We are thrilled to announce that MessagingService now has significantly higher limits, which gives you more flexibility to build features like global announcements and cross-server messaging exchanges!
We have heard your feedback that the MessagingService was too limited to achieve some of the features you envisioned. In recent months, our team has been diligently working to enhance both the reliability and scalability of MessagingService. As a result, we are able to increase the service limits for almost every category. Here are the updated limits:
Limit
Before
After
Messages sent per game server
150 + 60 * (number of players in this game server) per minute
600 + 240 * (number of players in this game server) per minute
Messages received per topic
(10 + 20 * number of servers) per minute
(40 + 80 * number of servers) per minute
Messages received for entire game
(100 + 50 * number of servers) per minute
(400 + 200 * number of servers) per minute
Subscriptions allowed per game server
5 + 2 * (number of players in this game server)
20 + 8 * (number of players in this game server)
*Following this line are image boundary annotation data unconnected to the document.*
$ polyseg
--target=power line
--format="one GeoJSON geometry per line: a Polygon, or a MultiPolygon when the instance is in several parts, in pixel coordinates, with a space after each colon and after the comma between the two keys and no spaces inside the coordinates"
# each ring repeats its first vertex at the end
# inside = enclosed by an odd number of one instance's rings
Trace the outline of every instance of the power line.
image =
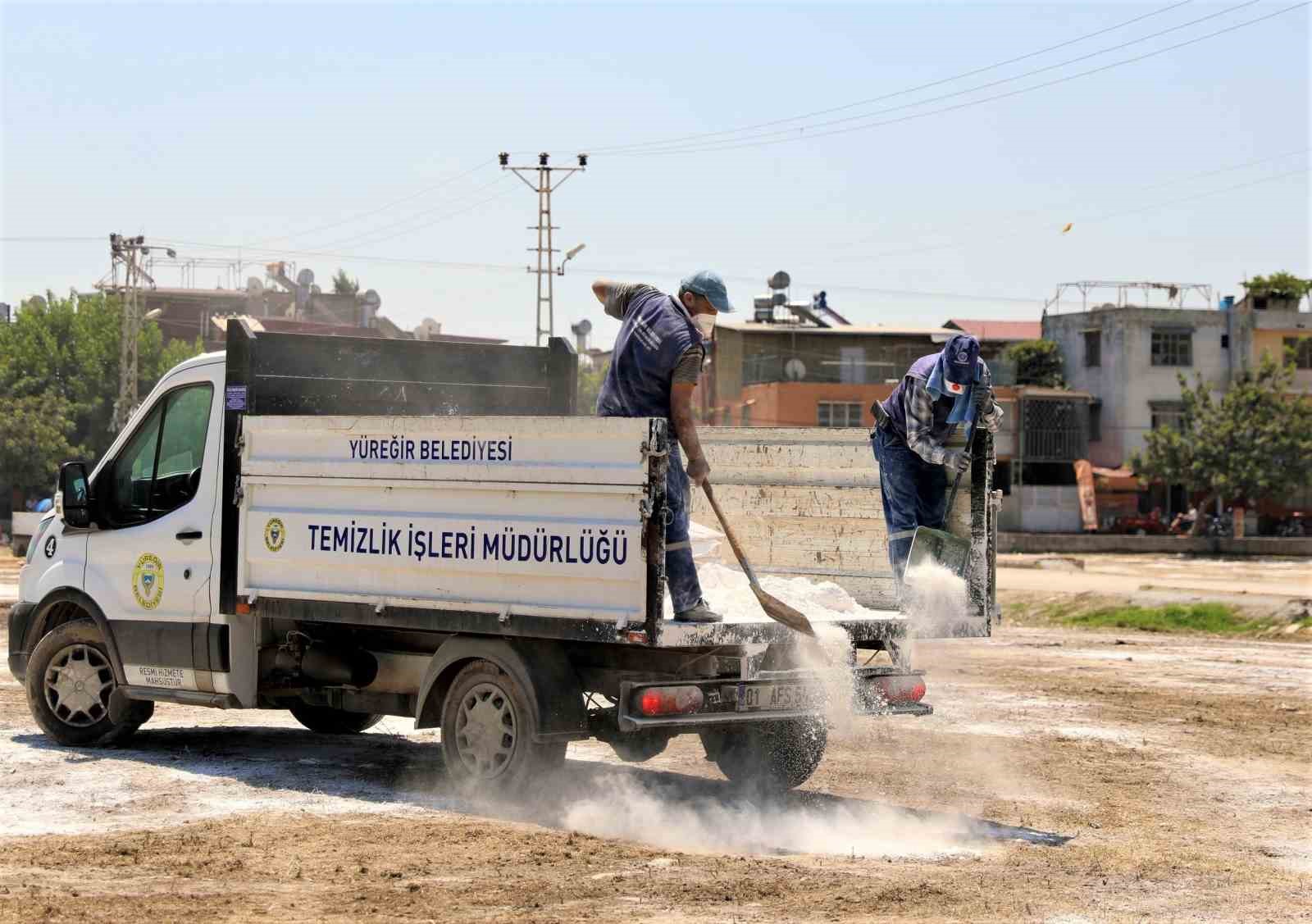
{"type": "MultiPolygon", "coordinates": [[[[899,118],[884,119],[882,122],[867,122],[865,125],[854,125],[854,126],[848,126],[848,127],[844,127],[844,129],[830,129],[828,131],[817,131],[817,133],[813,133],[813,134],[802,134],[802,135],[795,135],[795,136],[791,136],[791,138],[774,138],[774,139],[756,140],[756,142],[708,144],[708,146],[701,146],[701,147],[690,146],[690,147],[684,147],[684,148],[665,148],[665,150],[657,150],[657,151],[635,151],[635,152],[631,152],[631,154],[625,155],[625,156],[656,156],[656,155],[666,155],[666,154],[705,154],[705,152],[711,152],[711,151],[733,151],[733,150],[737,150],[737,148],[747,148],[747,147],[765,147],[768,144],[787,144],[790,142],[812,140],[812,139],[816,139],[816,138],[828,138],[828,136],[832,136],[832,135],[845,135],[845,134],[849,134],[849,133],[853,133],[853,131],[865,131],[867,129],[878,129],[878,127],[882,127],[882,126],[886,126],[886,125],[897,125],[897,123],[901,123],[901,122],[911,122],[913,119],[928,118],[929,116],[939,116],[942,113],[950,113],[950,112],[955,112],[958,109],[968,109],[971,106],[984,105],[985,102],[996,102],[998,100],[1006,100],[1006,98],[1013,97],[1013,96],[1021,96],[1022,93],[1031,93],[1031,92],[1038,91],[1038,89],[1046,89],[1048,87],[1056,87],[1057,84],[1064,84],[1064,83],[1068,83],[1071,80],[1077,80],[1080,77],[1088,77],[1088,76],[1092,76],[1094,74],[1102,74],[1103,71],[1110,71],[1110,70],[1114,70],[1117,67],[1124,67],[1126,64],[1135,64],[1138,62],[1147,60],[1148,58],[1156,58],[1157,55],[1164,55],[1168,51],[1176,51],[1178,49],[1183,49],[1183,47],[1187,47],[1190,45],[1197,45],[1199,42],[1204,42],[1204,41],[1207,41],[1210,38],[1216,38],[1218,35],[1224,35],[1224,34],[1228,34],[1228,33],[1232,33],[1232,32],[1237,32],[1240,29],[1245,29],[1245,28],[1252,26],[1252,25],[1257,25],[1258,22],[1263,22],[1266,20],[1275,18],[1277,16],[1283,16],[1286,13],[1291,13],[1295,9],[1302,9],[1303,7],[1307,7],[1307,5],[1308,5],[1308,0],[1304,0],[1303,3],[1296,3],[1292,7],[1286,7],[1284,9],[1279,9],[1277,12],[1274,12],[1274,13],[1267,13],[1266,16],[1260,16],[1260,17],[1253,18],[1253,20],[1246,20],[1245,22],[1239,22],[1239,24],[1235,24],[1232,26],[1227,26],[1224,29],[1218,29],[1216,32],[1207,33],[1206,35],[1198,35],[1197,38],[1191,38],[1191,39],[1187,39],[1185,42],[1178,42],[1176,45],[1170,45],[1170,46],[1166,46],[1164,49],[1157,49],[1156,51],[1148,51],[1145,54],[1136,55],[1135,58],[1126,58],[1123,60],[1113,62],[1110,64],[1103,64],[1102,67],[1094,67],[1094,68],[1090,68],[1088,71],[1080,71],[1078,74],[1069,74],[1069,75],[1063,76],[1063,77],[1056,77],[1054,80],[1047,80],[1047,81],[1044,81],[1042,84],[1034,84],[1033,87],[1022,87],[1019,89],[1009,91],[1006,93],[997,93],[994,96],[987,96],[987,97],[983,97],[980,100],[968,100],[966,102],[959,102],[959,104],[953,105],[953,106],[943,106],[941,109],[930,109],[929,112],[924,112],[924,113],[911,113],[908,116],[901,116],[899,118]]],[[[799,131],[804,131],[804,129],[800,129],[799,131]]]]}
{"type": "Polygon", "coordinates": [[[328,228],[340,227],[340,226],[348,224],[350,222],[358,222],[361,218],[369,218],[370,215],[377,215],[378,213],[386,211],[387,209],[392,209],[392,207],[395,207],[398,205],[404,205],[405,202],[411,202],[411,201],[417,200],[417,198],[420,198],[422,196],[428,196],[432,192],[442,189],[443,186],[447,186],[447,185],[455,182],[457,180],[463,180],[470,173],[474,173],[474,172],[476,172],[479,169],[483,169],[484,167],[489,167],[489,165],[491,165],[489,161],[480,160],[476,165],[468,168],[467,171],[462,171],[461,173],[455,173],[454,176],[449,176],[445,180],[442,180],[441,182],[437,182],[437,184],[434,184],[432,186],[421,189],[417,193],[411,193],[409,196],[403,196],[399,200],[392,200],[391,202],[384,202],[383,205],[377,206],[374,209],[370,209],[367,211],[361,211],[361,213],[357,213],[354,215],[348,215],[346,218],[341,218],[341,219],[333,220],[333,222],[328,222],[327,224],[319,224],[319,226],[312,227],[312,228],[306,228],[303,231],[293,231],[291,234],[283,234],[283,235],[278,235],[276,238],[265,238],[262,240],[249,242],[249,243],[243,244],[243,247],[255,248],[255,247],[260,247],[262,244],[268,244],[269,242],[273,242],[273,240],[287,240],[287,239],[291,239],[291,238],[304,238],[306,235],[318,234],[318,232],[325,231],[328,228]]]}
{"type": "MultiPolygon", "coordinates": [[[[1036,67],[1033,71],[1026,71],[1025,74],[1017,74],[1017,75],[1010,76],[1010,77],[1001,77],[998,80],[991,80],[989,83],[979,84],[976,87],[967,87],[966,89],[953,91],[951,93],[942,93],[939,96],[932,96],[929,98],[916,100],[913,102],[903,102],[903,104],[896,105],[896,106],[888,106],[887,109],[876,109],[876,110],[869,112],[869,113],[858,113],[855,116],[844,116],[842,118],[828,119],[825,122],[815,122],[815,123],[811,123],[811,125],[802,126],[800,129],[778,129],[775,131],[754,133],[754,134],[750,134],[750,135],[741,135],[740,138],[733,138],[733,139],[727,139],[727,140],[741,142],[741,140],[748,140],[748,139],[778,138],[781,135],[790,135],[790,134],[792,134],[795,131],[810,131],[812,129],[823,129],[823,127],[827,127],[827,126],[830,126],[830,125],[844,125],[846,122],[854,122],[857,119],[870,118],[871,116],[884,116],[884,114],[895,113],[895,112],[899,112],[899,110],[903,110],[903,109],[912,109],[914,106],[924,106],[924,105],[929,105],[932,102],[942,102],[943,100],[951,100],[951,98],[955,98],[958,96],[966,96],[967,93],[977,93],[979,91],[989,89],[992,87],[1000,87],[1002,84],[1014,83],[1017,80],[1023,80],[1025,77],[1033,77],[1033,76],[1039,75],[1039,74],[1047,74],[1048,71],[1055,71],[1057,68],[1067,67],[1069,64],[1078,64],[1082,60],[1089,60],[1092,58],[1098,58],[1099,55],[1110,54],[1113,51],[1119,51],[1122,49],[1128,49],[1131,45],[1140,45],[1143,42],[1148,42],[1148,41],[1152,41],[1155,38],[1161,38],[1162,35],[1166,35],[1169,33],[1179,32],[1181,29],[1187,29],[1190,26],[1195,26],[1199,22],[1206,22],[1207,20],[1214,20],[1214,18],[1216,18],[1219,16],[1225,16],[1228,13],[1233,13],[1237,9],[1242,9],[1244,7],[1252,7],[1252,5],[1257,4],[1257,3],[1260,3],[1260,0],[1244,0],[1244,3],[1237,4],[1235,7],[1229,7],[1227,9],[1216,12],[1216,13],[1208,13],[1207,16],[1202,16],[1202,17],[1199,17],[1197,20],[1190,20],[1189,22],[1182,22],[1182,24],[1172,26],[1169,29],[1162,29],[1161,32],[1155,32],[1155,33],[1152,33],[1149,35],[1143,35],[1140,38],[1132,38],[1128,42],[1122,42],[1120,45],[1113,45],[1113,46],[1106,47],[1106,49],[1099,49],[1098,51],[1090,51],[1089,54],[1078,55],[1076,58],[1068,58],[1067,60],[1057,62],[1056,64],[1046,64],[1043,67],[1036,67]]],[[[666,152],[666,151],[677,151],[677,150],[684,150],[684,148],[689,148],[689,147],[698,147],[698,144],[670,146],[670,147],[666,147],[666,148],[656,148],[656,150],[653,150],[651,152],[652,154],[661,154],[661,152],[666,152]]]]}
{"type": "MultiPolygon", "coordinates": [[[[463,198],[467,198],[468,196],[472,196],[475,193],[482,193],[482,192],[484,192],[487,189],[491,189],[492,186],[496,186],[497,184],[505,182],[505,180],[508,180],[508,178],[509,177],[506,177],[504,175],[500,175],[492,182],[485,182],[482,186],[475,186],[474,189],[468,190],[463,196],[458,196],[455,200],[453,200],[450,202],[443,202],[442,206],[449,206],[449,205],[453,205],[454,202],[458,202],[458,201],[461,201],[463,198]]],[[[455,211],[445,213],[445,214],[438,215],[437,218],[434,218],[434,219],[432,219],[429,222],[424,222],[421,224],[416,224],[415,227],[403,228],[403,230],[400,230],[400,231],[398,231],[395,234],[384,235],[384,236],[377,238],[374,240],[369,240],[369,239],[374,238],[374,235],[377,235],[379,231],[387,231],[390,228],[395,228],[395,227],[399,227],[401,224],[409,224],[416,218],[420,218],[422,215],[429,215],[429,214],[437,211],[438,207],[442,207],[442,206],[436,206],[433,209],[426,209],[424,211],[420,211],[420,213],[416,213],[416,214],[411,215],[409,218],[403,218],[400,220],[392,222],[391,224],[383,224],[380,227],[371,228],[369,231],[362,231],[359,234],[348,235],[345,238],[338,238],[336,240],[328,240],[328,242],[324,242],[321,244],[308,244],[308,247],[341,247],[342,244],[349,244],[352,247],[358,247],[358,245],[379,244],[379,243],[382,243],[384,240],[391,240],[392,238],[399,238],[401,235],[411,234],[413,231],[422,231],[424,228],[428,228],[428,227],[432,227],[434,224],[438,224],[440,222],[445,222],[449,218],[455,218],[457,215],[463,215],[464,213],[472,211],[474,209],[478,209],[479,206],[485,205],[485,203],[491,202],[492,200],[496,200],[496,198],[500,198],[501,196],[505,196],[506,192],[509,192],[509,190],[497,193],[496,196],[491,196],[491,197],[488,197],[485,200],[482,200],[479,202],[474,202],[472,205],[467,205],[464,207],[457,209],[455,211]]]]}
{"type": "Polygon", "coordinates": [[[1047,54],[1048,51],[1056,51],[1057,49],[1064,49],[1064,47],[1071,46],[1071,45],[1077,45],[1080,42],[1085,42],[1085,41],[1088,41],[1090,38],[1097,38],[1098,35],[1105,35],[1109,32],[1115,32],[1118,29],[1124,29],[1126,26],[1134,25],[1135,22],[1140,22],[1141,20],[1147,20],[1147,18],[1151,18],[1153,16],[1160,16],[1162,13],[1169,13],[1170,10],[1177,9],[1179,7],[1185,7],[1185,5],[1190,4],[1190,3],[1193,3],[1193,0],[1183,0],[1182,3],[1173,3],[1173,4],[1168,5],[1168,7],[1162,7],[1161,9],[1153,10],[1152,13],[1144,13],[1143,16],[1136,16],[1132,20],[1126,20],[1124,22],[1118,22],[1117,25],[1107,26],[1106,29],[1099,29],[1098,32],[1092,32],[1092,33],[1089,33],[1086,35],[1080,35],[1077,38],[1072,38],[1072,39],[1068,39],[1065,42],[1059,42],[1057,45],[1050,45],[1048,47],[1039,49],[1038,51],[1030,51],[1027,54],[1018,55],[1015,58],[1008,58],[1006,60],[997,62],[996,64],[988,64],[987,67],[977,67],[974,71],[963,71],[962,74],[955,74],[955,75],[953,75],[950,77],[942,77],[941,80],[933,80],[933,81],[930,81],[928,84],[920,84],[918,87],[908,87],[905,89],[893,91],[892,93],[884,93],[883,96],[874,96],[874,97],[870,97],[869,100],[857,100],[855,102],[848,102],[848,104],[841,105],[841,106],[832,106],[829,109],[817,109],[815,112],[804,113],[802,116],[790,116],[787,118],[777,118],[777,119],[771,119],[769,122],[757,122],[756,125],[745,125],[745,126],[740,126],[737,129],[726,129],[723,131],[706,131],[706,133],[701,133],[701,134],[695,134],[695,135],[682,135],[682,136],[678,136],[678,138],[665,138],[665,139],[661,139],[661,140],[642,142],[642,143],[632,143],[632,144],[611,144],[609,147],[607,146],[593,146],[593,147],[590,147],[588,150],[592,151],[593,154],[604,154],[604,152],[615,152],[615,151],[627,151],[627,150],[642,150],[642,148],[647,148],[647,147],[652,147],[652,146],[663,147],[663,146],[668,146],[668,144],[676,144],[676,143],[680,143],[680,142],[695,140],[695,139],[701,139],[701,138],[715,138],[718,135],[733,135],[733,134],[737,134],[740,131],[753,131],[756,129],[768,129],[768,127],[771,127],[771,126],[775,126],[775,125],[783,125],[785,122],[800,122],[803,119],[815,118],[816,116],[829,116],[830,113],[844,112],[846,109],[853,109],[855,106],[865,106],[865,105],[869,105],[871,102],[883,102],[884,100],[891,100],[891,98],[897,97],[897,96],[904,96],[907,93],[916,93],[916,92],[920,92],[922,89],[930,89],[933,87],[941,87],[942,84],[949,84],[949,83],[953,83],[954,80],[963,80],[966,77],[974,77],[977,74],[985,74],[988,71],[996,71],[997,68],[1006,67],[1008,64],[1015,64],[1015,63],[1026,60],[1029,58],[1036,58],[1039,55],[1047,54]]]}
Subscribe requests per game server
60 requests per minute
240 requests per minute
Size of message
1 KB
1 KB
These enhancements pave the way for more dynamic and instantaneous cross-server communication, aiming to enrich your experiences with deeper engagement and interactivity. This is just the beginning! We’re committed to continuously improving our systems, with plans for even more flexible rate limits and more reliable message delivery.
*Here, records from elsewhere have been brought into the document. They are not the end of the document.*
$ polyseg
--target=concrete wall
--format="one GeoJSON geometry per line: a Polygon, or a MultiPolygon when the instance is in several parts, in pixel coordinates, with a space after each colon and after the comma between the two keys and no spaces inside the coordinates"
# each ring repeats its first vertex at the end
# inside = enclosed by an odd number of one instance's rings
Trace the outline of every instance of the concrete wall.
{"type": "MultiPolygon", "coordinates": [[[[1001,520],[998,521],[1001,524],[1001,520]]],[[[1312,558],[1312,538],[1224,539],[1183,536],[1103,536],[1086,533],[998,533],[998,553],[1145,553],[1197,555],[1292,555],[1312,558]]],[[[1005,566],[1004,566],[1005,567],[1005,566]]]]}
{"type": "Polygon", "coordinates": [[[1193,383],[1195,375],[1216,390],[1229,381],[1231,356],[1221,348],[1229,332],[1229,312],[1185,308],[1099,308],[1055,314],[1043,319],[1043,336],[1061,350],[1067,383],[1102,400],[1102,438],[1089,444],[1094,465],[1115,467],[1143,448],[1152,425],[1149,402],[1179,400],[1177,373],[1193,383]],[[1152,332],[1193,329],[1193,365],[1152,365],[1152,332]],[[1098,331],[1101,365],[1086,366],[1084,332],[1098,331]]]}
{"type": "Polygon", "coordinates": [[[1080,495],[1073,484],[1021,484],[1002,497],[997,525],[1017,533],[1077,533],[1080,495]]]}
Please share your feedback by replying to the post. To get started, check out our latest documentation for Messaging Service.
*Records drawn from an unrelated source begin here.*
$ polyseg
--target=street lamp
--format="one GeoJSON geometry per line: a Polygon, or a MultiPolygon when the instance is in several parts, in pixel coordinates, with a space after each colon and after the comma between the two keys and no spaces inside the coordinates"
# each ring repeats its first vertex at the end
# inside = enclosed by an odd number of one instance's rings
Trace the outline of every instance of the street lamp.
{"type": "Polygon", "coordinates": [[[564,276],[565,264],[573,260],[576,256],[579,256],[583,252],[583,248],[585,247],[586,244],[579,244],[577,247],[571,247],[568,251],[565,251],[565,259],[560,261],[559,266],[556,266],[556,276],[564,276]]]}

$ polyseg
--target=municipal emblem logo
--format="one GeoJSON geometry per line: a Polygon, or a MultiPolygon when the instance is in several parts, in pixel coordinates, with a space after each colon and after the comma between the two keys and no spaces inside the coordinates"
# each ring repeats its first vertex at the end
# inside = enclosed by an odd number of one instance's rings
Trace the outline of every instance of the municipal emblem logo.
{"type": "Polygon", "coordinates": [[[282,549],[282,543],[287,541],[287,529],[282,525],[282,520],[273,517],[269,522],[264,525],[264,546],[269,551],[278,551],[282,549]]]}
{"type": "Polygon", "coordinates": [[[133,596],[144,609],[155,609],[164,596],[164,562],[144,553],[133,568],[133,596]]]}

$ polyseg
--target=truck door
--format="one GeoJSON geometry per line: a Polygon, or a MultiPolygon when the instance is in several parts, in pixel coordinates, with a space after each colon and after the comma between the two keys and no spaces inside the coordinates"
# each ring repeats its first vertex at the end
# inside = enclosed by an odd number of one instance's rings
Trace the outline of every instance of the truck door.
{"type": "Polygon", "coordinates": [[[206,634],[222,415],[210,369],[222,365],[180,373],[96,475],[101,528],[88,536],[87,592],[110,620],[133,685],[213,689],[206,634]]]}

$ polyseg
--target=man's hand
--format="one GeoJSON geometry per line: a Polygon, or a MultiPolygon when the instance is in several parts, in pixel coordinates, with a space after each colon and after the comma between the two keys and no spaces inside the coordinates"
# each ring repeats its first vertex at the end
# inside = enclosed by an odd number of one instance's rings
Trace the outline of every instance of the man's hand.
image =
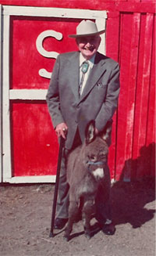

This does NOT include the open cloud messaging API. Based on the metrics for OpenCloud we don’t see the need to increase the limit yet, but we can revisit it and work on increasing the limit as well in the future.
Great change, though what about the size of messages? While 1kb of data can be enough for quite a lot of standard uses cases i believe there may still be situations in which you would need to send multiple messages at once. Would it not technically be faster to just send a single bigger message rather than 2-3 smaller ones?
Let’s gooo! Now, all we need is messagingservice subscriptions via external APIs. This is amazing, thank y’all! This just proves that different departments have different people, which different leadership, so it’s not all of the same people and we thank each one of y’all of doing this work!